Racial profiling - Section G. Crime and punishment

Pros and Cons - Debbie Newman, Ben Woolgar 2014

Racial profiling
Section G. Crime and punishment

Racial profiling refers to the policing policy of focusing efforts in crime prevention on particular minority groups who are thought to be involved more often in certain types of crime. The policy is not about acting on specific pieces of intelligence (’There is a suspect, who is 6 foot 3 and Afro-Caribbean’), but about a more general approach to the use of stop-and-search powers, extra checks at airports and so on. Clearly, which minorities are targeted is a contextual factor; if seeking to prevent Islamic terrorism, it will probably involve searching South Asian men more often at airports, but if concerned about gun crime in inner-city Baltimore, it will focus on young male African Americans.

Pros

[1] Racial profiling is the best way of deploying scarce police resources. We cannot search everyone, so we should search those whom we can, based on factors which make them more likely to be involved in criminal activity. Nothing about this says that such relationships are innate, or that ’all of X minority are criminals’, but simply works off statistical facts that we know exist.

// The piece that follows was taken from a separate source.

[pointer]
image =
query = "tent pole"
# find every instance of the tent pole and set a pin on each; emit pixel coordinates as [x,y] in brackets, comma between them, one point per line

[2] This policy will catch criminals. Too often, gangs are based on race; in New York, for instance, many gangs divide along the lines of the African countries from which they first migrated. This makes it easy to identify specific types of crime, and catch the potential perpetrators and prevent them.

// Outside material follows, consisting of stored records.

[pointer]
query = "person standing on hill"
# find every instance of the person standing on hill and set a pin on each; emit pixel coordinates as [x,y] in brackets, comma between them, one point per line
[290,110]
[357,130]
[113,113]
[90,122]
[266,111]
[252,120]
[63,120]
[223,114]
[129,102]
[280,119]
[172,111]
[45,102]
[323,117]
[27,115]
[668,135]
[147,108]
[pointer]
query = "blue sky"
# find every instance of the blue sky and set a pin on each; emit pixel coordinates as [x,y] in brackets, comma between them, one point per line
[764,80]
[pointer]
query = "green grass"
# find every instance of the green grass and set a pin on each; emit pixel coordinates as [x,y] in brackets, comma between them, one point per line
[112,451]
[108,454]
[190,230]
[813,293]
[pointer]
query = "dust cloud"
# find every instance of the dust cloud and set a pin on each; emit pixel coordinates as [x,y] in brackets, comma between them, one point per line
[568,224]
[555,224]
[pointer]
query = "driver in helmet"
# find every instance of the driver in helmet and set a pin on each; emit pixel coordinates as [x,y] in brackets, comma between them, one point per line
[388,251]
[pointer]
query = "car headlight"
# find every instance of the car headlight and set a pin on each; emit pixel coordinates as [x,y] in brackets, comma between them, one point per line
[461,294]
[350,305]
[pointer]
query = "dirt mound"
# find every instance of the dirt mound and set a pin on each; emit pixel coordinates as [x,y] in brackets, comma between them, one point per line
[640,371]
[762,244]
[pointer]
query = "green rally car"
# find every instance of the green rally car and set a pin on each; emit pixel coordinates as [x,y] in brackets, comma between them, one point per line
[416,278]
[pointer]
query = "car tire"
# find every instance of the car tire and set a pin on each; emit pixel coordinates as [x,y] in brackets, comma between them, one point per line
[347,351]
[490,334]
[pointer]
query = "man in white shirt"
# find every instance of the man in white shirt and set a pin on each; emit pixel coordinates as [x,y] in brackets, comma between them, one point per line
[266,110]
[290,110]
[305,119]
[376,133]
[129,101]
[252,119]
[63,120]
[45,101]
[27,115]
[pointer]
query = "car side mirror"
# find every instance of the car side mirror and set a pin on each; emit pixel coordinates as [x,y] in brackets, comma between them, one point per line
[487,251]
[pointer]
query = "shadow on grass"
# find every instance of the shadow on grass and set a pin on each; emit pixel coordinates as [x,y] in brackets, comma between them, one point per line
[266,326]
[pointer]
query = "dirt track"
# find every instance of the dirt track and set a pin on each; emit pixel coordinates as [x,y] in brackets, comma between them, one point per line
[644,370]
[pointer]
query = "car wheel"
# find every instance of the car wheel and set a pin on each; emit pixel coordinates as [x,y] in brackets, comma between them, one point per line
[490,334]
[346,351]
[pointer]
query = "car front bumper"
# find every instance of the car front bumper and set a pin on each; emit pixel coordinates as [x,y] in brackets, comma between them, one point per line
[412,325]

[3] This policy will not radicalise minorities. In fact, they will welcome it, as criminal acts often disproportionately affect the minorities from which they emanate. Ultimately, if we are able to reduce violent and drug-related crime among African Americans, for instance, that is something for which they will be grateful. That is particularly so as, often, predominantly minority areas are abandoned by the police altogether — an approach this policy reverses.

Cons

[1] It is unacceptable to tar whole groups with the brush of a particularly troublesome subgroup. No one should be treated unfairly just on the basis of their race, but this policy does exactly that; people are more likely to have their liberties invaded by being searched, merely because they are black or Muslim.

[2] Terrorists will readily be able to circumvent this policy, because terrorist groups represent ideological, not purely ethnic, causes, and so they will use nonstereotypical ethnicities to conduct their terrorist acts. For instance, the hijacking of an El Al plane from Israel to Entebbe, Uganda, in 1976 was conducted on behalf of Palestinian terrorists, but by white members of Germany’s Baader-Meinhof gang; such sharing agreements between terror groups will simply be revived.

[3] This policy will massively radicalise minorities. If we treat every member of a minority as though they are a criminal or a terrorist, they will rightly and understandably be hugely offended. That in turn makes them turn against the state, and so be less likely to co-operate with the police. But this becomes particularly problematic when people are falsely accused or convicted, cementing the impression of the state and police as evil, and driving people into the arms of terrorists.

Possible motions

This House would use racial profiling in the war on terror.

This House believes that the police should not have to waste time searching non-suspects.